In spite of its recent release of the latest generation of AI chips at the annual GPU Technology Conference (GTC), Nvidia’s share price dipped, reflecting the market’s conservative disposition.
The firm introduced its generation newer AI processors, intended to advance industries such as robotics and autonomous vehicles, during the San Jose conference in California. However, Nvidia stock declined over 3% following the announcement instead of sparking investor enthusiasm. All of the Magnificent Seven closed the session in negative territory following a broader sell-off in tech shares precipitated by market worries regarding economic uncertainty fueled by Trump’s tariffs.
Nvidia shares are down 15% this year so far, dragged by the general risk-off mood across world markets and ramped-up Chinese competition from DeepSeek, whose new cost-effective AI model recently hit the streets.

The firm’s recent quarterly earnings report also didn’t sit well with investors, as decelerating sales growth raised eyebrows about its staying power. Nevertheless, some analysts consider the pullback a buying opportunity. “Investors might view that as an opportunity, especially with its valuation remaining appealing on the backdrop of sustained growth,” eToro Australia market analyst Josh Gilbert said.
The GTC is an important event for Nvidia, drawing AI developers and investors globally. Persuading large cloud service providers, or hyperscalers, to keep investing in its next-generation AI chips is still important for the company’s expansion, particularly with DeepSeek’s new competition on the horizon. The Chinese company’s lower-cost generative AI model is regarded as a direct threat to the US tech giants’ dominance.
Perhaps the most significant reveal at the show was Nvidia’s future successor to its Blackwell supercomputing chip, named Blackwell Ultra. Planned to arrive in the second half of 2025, the next-generation upgrade holds a lot of promise in the way of enhanced performance.
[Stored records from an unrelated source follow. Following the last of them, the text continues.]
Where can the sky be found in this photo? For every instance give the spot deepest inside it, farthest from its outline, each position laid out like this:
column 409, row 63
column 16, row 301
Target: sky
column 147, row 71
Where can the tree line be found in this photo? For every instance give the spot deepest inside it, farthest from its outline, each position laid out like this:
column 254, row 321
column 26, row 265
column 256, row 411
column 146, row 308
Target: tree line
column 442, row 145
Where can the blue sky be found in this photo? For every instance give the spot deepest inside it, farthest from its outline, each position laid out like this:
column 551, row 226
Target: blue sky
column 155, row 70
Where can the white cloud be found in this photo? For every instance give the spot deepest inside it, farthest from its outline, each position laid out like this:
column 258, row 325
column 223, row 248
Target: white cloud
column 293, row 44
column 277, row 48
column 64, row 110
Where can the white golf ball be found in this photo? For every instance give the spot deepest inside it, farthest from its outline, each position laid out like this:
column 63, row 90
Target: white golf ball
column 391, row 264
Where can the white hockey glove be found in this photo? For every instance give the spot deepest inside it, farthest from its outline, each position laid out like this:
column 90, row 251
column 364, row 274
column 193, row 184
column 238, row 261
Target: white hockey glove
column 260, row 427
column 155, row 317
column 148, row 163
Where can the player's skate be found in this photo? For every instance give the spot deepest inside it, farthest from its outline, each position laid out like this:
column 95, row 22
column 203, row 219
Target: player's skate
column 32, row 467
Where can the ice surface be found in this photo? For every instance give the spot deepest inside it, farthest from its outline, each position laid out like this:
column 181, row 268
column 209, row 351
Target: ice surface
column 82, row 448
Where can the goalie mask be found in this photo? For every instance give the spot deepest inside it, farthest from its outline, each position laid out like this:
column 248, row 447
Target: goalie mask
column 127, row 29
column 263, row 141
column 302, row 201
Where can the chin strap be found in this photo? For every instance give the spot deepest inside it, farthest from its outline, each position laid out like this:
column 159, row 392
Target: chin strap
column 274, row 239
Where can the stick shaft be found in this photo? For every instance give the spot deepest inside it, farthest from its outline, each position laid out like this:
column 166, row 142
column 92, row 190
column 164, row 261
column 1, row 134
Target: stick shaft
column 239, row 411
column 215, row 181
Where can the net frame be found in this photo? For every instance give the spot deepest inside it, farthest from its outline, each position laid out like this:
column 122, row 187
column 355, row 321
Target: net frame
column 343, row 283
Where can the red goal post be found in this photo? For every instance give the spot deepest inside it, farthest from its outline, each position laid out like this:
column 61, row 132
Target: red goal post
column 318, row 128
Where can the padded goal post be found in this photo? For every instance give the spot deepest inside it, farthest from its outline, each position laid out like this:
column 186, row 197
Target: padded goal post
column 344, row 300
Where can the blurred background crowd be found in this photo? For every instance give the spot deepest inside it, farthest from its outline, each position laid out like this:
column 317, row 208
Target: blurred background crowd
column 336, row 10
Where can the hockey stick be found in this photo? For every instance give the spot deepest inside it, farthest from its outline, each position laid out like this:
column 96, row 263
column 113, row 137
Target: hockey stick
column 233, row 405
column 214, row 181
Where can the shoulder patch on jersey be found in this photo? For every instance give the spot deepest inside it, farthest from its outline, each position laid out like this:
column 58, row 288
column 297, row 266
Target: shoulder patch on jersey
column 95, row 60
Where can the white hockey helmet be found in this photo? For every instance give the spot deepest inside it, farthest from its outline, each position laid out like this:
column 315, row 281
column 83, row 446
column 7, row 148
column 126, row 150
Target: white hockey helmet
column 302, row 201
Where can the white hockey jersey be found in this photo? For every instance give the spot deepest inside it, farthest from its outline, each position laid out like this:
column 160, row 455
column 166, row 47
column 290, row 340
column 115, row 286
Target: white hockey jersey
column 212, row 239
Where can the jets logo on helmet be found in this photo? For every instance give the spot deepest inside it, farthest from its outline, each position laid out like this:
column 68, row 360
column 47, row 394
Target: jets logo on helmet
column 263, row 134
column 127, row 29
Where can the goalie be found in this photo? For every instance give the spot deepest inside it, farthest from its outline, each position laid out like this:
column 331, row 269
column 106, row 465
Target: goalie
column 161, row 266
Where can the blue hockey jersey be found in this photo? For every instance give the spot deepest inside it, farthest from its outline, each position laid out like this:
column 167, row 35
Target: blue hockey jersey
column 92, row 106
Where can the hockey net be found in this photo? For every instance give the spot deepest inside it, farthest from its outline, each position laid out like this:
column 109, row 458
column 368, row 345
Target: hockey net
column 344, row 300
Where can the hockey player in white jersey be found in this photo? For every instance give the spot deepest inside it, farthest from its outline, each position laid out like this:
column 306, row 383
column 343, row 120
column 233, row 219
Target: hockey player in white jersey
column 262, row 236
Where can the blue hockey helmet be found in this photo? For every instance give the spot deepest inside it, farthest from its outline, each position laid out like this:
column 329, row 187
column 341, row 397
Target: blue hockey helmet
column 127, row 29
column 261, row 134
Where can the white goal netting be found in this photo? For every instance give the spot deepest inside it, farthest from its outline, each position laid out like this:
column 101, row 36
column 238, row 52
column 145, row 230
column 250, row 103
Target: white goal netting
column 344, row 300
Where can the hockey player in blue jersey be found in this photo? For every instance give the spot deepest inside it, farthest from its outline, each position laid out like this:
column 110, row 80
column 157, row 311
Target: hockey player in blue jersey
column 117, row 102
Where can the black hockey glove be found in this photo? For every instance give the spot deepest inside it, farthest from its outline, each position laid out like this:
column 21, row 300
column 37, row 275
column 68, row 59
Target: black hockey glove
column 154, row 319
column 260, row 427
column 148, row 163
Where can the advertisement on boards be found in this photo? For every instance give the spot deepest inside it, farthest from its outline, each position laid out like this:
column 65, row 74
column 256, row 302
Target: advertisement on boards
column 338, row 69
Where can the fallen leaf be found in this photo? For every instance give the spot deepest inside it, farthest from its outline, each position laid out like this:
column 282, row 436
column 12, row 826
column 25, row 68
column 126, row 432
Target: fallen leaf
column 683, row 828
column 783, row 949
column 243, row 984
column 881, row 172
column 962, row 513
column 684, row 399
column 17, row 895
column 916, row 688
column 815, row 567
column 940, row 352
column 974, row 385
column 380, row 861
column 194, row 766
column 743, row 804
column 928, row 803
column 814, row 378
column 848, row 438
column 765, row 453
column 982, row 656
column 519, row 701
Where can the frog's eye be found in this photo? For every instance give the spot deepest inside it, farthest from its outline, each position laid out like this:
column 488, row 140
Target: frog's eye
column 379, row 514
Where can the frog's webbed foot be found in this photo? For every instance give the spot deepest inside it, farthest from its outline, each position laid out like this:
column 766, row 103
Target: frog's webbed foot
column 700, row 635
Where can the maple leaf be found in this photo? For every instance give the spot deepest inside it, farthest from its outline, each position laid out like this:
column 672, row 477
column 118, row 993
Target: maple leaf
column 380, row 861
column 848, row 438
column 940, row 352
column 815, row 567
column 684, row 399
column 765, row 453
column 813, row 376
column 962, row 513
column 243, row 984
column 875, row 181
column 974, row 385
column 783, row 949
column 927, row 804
Current Blackwell chips, which have been shipping in late 2024, are a key money maker for the company.
Blackwell Ultra is engineered to run more tasks in the same amount of time as the previous generation, making it a more productive option for cloud providers. As with Nvidia, this will allow businesses to create 50 times the revenue generated by the last generation of Hopper GPUs. We architected Blackwell Ultra for this moment — it’s one general-purpose platform that can do pretraining, post-training, and reasoning AI inference easily and efficiently,” said CEO Jensen Huang.
The second big announcement was the Vera Rubin system, a next-generation computing platform that combines CPU and GPU functionality. Coming in the latter half of 2026, Vera Rubin takes its name from the astronomer who contributed so much to research on dark matter. It’s being designed as a bespoke supercomputing system that can execute 50 petaflops of work performing inference tasks—over twice what Blackwell chips can currently accomplish.
Nvidia also made a number of high-profile partnerships during the event. Included among them is a collaboration with Walt Disney and Google DeepMind known as Isaac GR00T N1, which is geared towards speeding up robotics progress. The company is also partnering with General Motors to create AI-based automotive technology and collaborating with T-Mobile US and Cisco Systems to build AI-based 6G network infrastructure.
AI investments are set to dump hundreds of billions of dollars into the sector within the next decade, and Nvidia is still at the forefront of this revolution. The firm’s main clients are technology giants such as Amazon, Microsoft, Alphabet, and Oracle, all of which have cumulatively bought 3.6 million Blackwell AI chips in 2025 alone, as per Huang.
A Bloomberg report points out that hyperscalers like Microsoft, Amazon, and Meta Platforms are likely to spend a whopping $371 billion (€340 billion) on AI infrastructure in 2025. That amount is likely to grow to $525 billion (€480 billion) by 2032, reflecting a continued focus on AI-led growth.
Spending in the future on AI will be less on developing entirely new AI models and more on augmenting processing capacity and developing inference capabilities, as per a company. It is moving toward increasing computational efficiency with inspiration drawn from innovations like DeepSeek’s groundbreaking method.
“In the last 2 to 3 years, a major breakthrough happened, a fundamental advance in artificial intelligence happened. We call it agentic AI,” Huang said. “It can reason about how to answer or how to solve a problem.”
Nvidia’s ability to drive AI innovation and maintain its leadership in the industry will be closely watched as it navigates changing market trends and increased competition. The long-term AI investment trend is that Nvidia’s innovative technology will continue to dominate the shaping of the future, although near-term market responses remain uncertain.